The before_trading_start function gets the pipeline output before every trading session. The initialize function attaches the pipeline and schedules the rebalancing function to run at the start of each week at market open.

The rebalance function gets the pipeline output, filters the assets to go long and short, and figures out which assets to divest. It then executes the trades using the exec_trades function.

In the exec_trades function, loop through the assets and check if they are tradable and if there are no open orders. If both conditions are met, place an order targeting the specified percentage of the portfolio.

And finally, run the algorithm.

start = pd.Timestamp('2015')
end = pd.Timestamp('2018')
perf = run_algorithm(
    start=start,
    end=end,
    initialize=initialize,
    before_trading_start=before_trading_start,
    capital_base=100_000,
    bundle="quandl",
)

Assess the factor performance with AlphaLens

Manipulate the price and factor data so AlphaLens can read them.

prices = pd.concat(
    [df.to_frame(d) for d, df in perf.prices.dropna().items()], 
    axis=1
).T

prices.columns = [col.symbol for col in prices.columns]

prices.index = prices.index.normalize()

Construct a DataFrame where each column is a stock and each row is a date. Do this by concatenating the DataFrames, each of which corresponds to a stock. Then convert the column names to strings and normalize the dates to midnight, UTC.

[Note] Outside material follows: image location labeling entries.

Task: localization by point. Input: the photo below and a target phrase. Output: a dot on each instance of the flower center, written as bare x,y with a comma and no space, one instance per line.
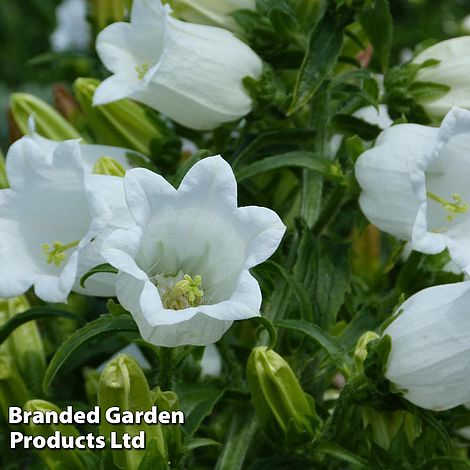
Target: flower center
179,294
56,253
454,208
142,69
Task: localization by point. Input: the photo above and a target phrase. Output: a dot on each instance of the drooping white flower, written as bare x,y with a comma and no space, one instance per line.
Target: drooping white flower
73,30
192,73
415,185
108,188
47,218
184,270
430,355
211,12
452,70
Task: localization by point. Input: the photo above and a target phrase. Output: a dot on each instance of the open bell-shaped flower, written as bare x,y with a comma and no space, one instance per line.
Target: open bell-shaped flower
54,217
192,73
430,354
47,217
415,185
184,269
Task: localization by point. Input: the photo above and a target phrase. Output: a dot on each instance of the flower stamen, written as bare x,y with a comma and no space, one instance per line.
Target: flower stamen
142,70
184,294
56,253
456,207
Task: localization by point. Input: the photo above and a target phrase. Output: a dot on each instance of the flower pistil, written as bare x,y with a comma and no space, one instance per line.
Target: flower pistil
56,253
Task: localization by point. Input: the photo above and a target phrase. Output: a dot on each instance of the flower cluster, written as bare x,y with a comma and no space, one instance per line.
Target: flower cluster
183,255
414,183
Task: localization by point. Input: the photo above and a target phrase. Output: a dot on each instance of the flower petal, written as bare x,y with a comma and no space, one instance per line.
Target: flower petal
430,356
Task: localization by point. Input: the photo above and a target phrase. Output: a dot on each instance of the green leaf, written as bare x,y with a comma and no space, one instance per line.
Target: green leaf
341,454
323,268
239,438
428,91
197,401
316,334
196,443
322,53
101,268
104,326
351,125
300,159
153,458
377,22
296,288
34,313
273,142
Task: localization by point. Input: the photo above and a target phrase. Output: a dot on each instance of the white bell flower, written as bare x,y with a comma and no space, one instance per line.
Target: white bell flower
109,188
430,355
184,269
415,185
452,70
192,73
47,218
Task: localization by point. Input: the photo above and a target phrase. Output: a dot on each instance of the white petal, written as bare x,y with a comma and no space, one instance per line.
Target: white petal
147,193
47,201
116,88
430,356
209,185
391,190
263,231
114,45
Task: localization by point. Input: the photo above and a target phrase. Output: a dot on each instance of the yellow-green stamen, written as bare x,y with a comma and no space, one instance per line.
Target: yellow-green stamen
142,70
456,207
56,253
184,294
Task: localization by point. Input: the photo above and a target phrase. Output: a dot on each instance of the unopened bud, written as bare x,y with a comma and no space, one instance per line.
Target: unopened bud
108,166
105,12
168,401
3,173
25,344
123,384
360,353
13,391
277,395
210,12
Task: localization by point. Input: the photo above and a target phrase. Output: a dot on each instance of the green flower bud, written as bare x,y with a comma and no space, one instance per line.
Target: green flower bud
3,174
105,12
360,353
108,166
385,425
13,391
168,401
123,384
277,395
92,379
54,458
123,123
49,123
210,12
24,344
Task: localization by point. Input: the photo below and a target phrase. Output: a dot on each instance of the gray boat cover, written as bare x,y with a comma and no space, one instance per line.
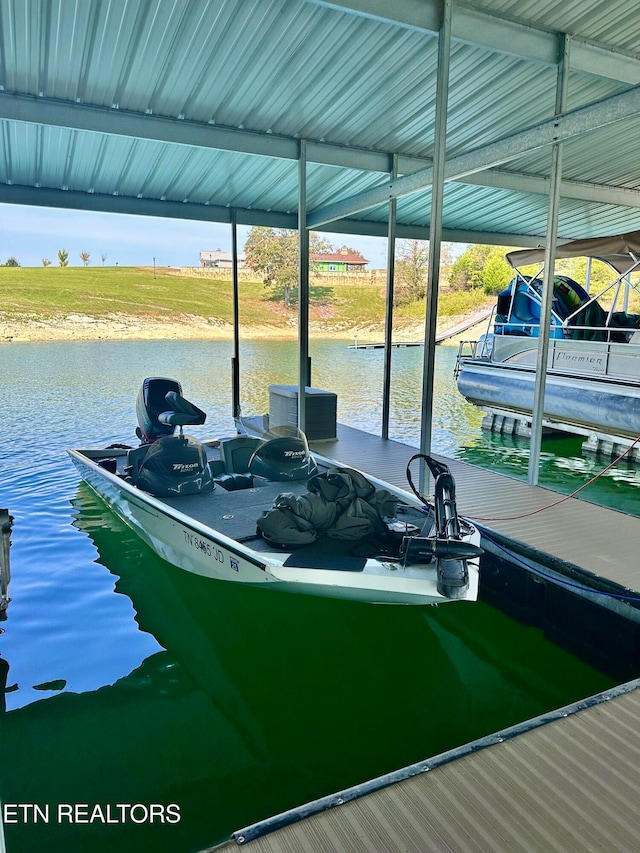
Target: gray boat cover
341,503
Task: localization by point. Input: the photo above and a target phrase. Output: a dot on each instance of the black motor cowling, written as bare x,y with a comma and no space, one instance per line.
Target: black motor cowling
175,465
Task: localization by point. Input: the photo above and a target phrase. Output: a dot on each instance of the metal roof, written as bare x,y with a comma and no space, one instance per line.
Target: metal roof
192,108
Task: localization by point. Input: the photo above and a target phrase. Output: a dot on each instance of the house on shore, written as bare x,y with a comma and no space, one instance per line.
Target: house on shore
221,260
344,260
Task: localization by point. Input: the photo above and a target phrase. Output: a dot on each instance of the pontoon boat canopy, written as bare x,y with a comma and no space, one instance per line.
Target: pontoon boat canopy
620,251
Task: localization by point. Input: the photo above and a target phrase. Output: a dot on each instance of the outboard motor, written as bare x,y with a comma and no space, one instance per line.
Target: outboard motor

Now, do the same for the factor data.

factor_data = pd.concat(
    [df.to_frame(d) for d, df in perf.factor_data.dropna().items()],
    axis=1
).T

factor_data.columns = [col.symbol for col in factor_data.columns]

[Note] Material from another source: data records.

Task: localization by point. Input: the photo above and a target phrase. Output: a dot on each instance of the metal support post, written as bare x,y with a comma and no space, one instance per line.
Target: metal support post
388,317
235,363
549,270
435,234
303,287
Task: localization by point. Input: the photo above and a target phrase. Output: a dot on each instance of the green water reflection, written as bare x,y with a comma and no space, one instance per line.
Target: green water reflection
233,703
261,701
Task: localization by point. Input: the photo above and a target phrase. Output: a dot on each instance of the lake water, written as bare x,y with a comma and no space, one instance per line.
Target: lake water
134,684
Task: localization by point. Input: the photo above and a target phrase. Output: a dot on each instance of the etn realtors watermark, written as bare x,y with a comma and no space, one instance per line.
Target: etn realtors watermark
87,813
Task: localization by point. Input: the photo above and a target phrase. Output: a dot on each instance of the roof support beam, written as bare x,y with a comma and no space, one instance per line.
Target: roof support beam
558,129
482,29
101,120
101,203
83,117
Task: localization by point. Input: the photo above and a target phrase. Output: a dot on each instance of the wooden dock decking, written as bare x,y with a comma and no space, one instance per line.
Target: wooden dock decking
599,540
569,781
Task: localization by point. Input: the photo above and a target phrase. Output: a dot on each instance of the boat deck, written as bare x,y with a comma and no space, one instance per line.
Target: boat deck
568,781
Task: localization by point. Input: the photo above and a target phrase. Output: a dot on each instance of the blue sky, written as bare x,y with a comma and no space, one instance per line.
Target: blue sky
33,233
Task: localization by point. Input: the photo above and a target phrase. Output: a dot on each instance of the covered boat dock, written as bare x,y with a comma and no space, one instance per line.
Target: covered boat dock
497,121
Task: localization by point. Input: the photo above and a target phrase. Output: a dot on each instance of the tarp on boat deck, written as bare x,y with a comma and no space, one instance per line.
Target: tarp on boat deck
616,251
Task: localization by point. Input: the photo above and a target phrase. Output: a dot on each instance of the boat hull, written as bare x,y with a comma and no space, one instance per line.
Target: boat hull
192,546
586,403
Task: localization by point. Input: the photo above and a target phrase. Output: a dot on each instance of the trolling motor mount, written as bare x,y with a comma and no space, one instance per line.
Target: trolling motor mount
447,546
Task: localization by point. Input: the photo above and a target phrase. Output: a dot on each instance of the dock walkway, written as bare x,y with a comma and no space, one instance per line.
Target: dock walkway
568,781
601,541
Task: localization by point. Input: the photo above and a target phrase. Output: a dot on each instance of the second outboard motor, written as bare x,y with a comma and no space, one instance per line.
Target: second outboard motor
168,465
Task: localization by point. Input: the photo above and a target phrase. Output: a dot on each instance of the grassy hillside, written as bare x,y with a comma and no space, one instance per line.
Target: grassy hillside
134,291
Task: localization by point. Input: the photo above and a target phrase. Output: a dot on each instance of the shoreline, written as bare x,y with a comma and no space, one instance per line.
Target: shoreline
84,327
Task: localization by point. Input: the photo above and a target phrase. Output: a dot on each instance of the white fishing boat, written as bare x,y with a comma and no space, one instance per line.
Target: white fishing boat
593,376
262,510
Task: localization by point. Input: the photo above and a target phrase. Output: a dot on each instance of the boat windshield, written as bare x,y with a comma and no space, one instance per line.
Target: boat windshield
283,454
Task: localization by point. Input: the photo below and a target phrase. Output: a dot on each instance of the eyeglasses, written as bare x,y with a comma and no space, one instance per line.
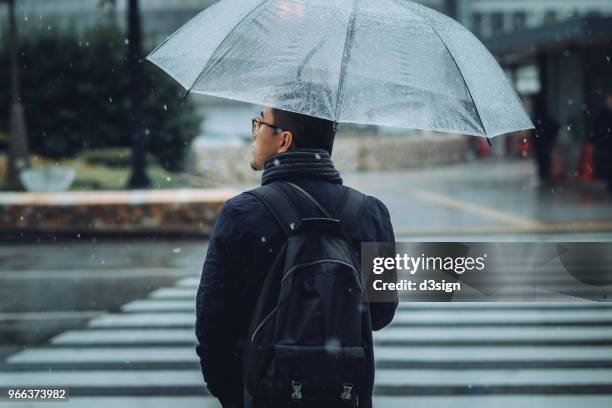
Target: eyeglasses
256,124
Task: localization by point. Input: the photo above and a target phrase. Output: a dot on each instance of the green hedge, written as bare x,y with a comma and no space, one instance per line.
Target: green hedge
75,94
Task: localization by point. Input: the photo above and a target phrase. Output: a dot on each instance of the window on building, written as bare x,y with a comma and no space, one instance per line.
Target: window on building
477,24
550,17
519,20
497,22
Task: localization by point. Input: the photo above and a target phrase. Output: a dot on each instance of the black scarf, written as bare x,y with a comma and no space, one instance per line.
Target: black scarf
309,163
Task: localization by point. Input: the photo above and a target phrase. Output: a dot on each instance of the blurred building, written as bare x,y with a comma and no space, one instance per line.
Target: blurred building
559,48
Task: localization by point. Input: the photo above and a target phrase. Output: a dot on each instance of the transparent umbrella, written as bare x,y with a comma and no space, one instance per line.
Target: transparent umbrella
381,62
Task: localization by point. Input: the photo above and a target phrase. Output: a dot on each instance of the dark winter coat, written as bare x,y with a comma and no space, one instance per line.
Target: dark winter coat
244,242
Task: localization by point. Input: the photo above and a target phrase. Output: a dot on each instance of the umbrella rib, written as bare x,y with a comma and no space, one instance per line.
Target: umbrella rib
460,73
221,43
348,41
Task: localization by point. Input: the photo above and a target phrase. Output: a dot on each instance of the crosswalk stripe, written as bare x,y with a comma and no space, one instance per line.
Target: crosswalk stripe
157,306
432,353
384,377
481,353
450,401
402,317
392,333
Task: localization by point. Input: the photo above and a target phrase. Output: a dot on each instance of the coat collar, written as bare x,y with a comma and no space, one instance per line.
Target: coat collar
304,163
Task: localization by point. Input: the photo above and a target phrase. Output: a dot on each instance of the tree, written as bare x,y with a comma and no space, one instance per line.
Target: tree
138,178
17,158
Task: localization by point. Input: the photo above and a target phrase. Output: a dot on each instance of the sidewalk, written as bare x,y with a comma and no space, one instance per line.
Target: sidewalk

factor_data.index = factor_data.index.normalize()

factor_data = factor_data.stack()

factor_data.index.names = ['date', 'asset']

This time, create a MultiIndex DataFrame with the date as the first index and the asset as the index column. The column has the factor ranking.

Finally, you can analyze the factor returns using AlphaLens.

alphalens_data = get_clean_factor_and_forward_returns(
    factor=factor_data, 
    prices=prices, 
    periods=(5, 10, 21, 63), 
    quantiles=5
)

This is a utility function that creates holding period returns of 5, 10, 21, and 63 days. It includes the factor ranking and the factor quantile.

Now, you can get the information coefficient for each lagged return. For example, this is the historic information coefficient for a 5 day lag.

ic = factor_information_coefficient(alphalens_data)

plot_ic_ts(ic[["5D"]])
plt.tight_layout()
How to use the information coefficient to measure your alpha. It’s a metric used to evaluate the effectiveness of an alpha factor in generating returns.

This chart shows how the information coefficient changes over time but is generally positive. This implies the momentum factor predicts returns.

You can also see the mean information coefficient of the factor for each holding period for each year.

ic_by_year = ic.resample('A').mean()
ic_by_year.index = ic_by_year.index.year
ic_by_year.plot.bar(figsize=(14, 6))
plt.tight_layout();
How to use the information coefficient to measure your alpha. It’s a metric used to evaluate the effectiveness of an alpha factor in generating returns.

Throughout the backtest period, the momentum factor performed best on shorter time periods.

Professional money managers from Blackrock to Vanguard use factors to invest. Building factors and measuring their performance used to be reserved for the quants at these institutions. Now, you can use the same techniques they do.